Further, the component of described 2216E culture medium is: peptone 5g, yeast extract 1g, high ferric phosphate 0.1g, Chen Haishui 1000 mL, pH 7.6;
Described Chen Haishui be never by land dirt contamination or sea water that the place that is seldom mixed with fresh water is fetched load the sea water formed after vial stores in the dark a few weeks longer.

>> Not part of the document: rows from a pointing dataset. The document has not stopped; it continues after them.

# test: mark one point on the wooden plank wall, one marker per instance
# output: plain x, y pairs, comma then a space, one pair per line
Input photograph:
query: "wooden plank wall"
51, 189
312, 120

The beneficial effects of the present invention is:
A kind of Mare Frigoris Shewanella bacterial strain of offer (Shewanella frigidimarina) W32-2, and utilize this Mare Frigoris Shewanella bacterial strain (Shewanella frigidimarina) W32-2 preparation has source, the polar region extracellular polysaccharide goods of antioxidation and prebiotic activity, and these goods can be applicable to aquatic green healthy aquaculture, can effectively reduce breeding process feed cost, promote aquatic animal intestinal health, improve aquatic animal premunition and survival rate has preferable market application foreground.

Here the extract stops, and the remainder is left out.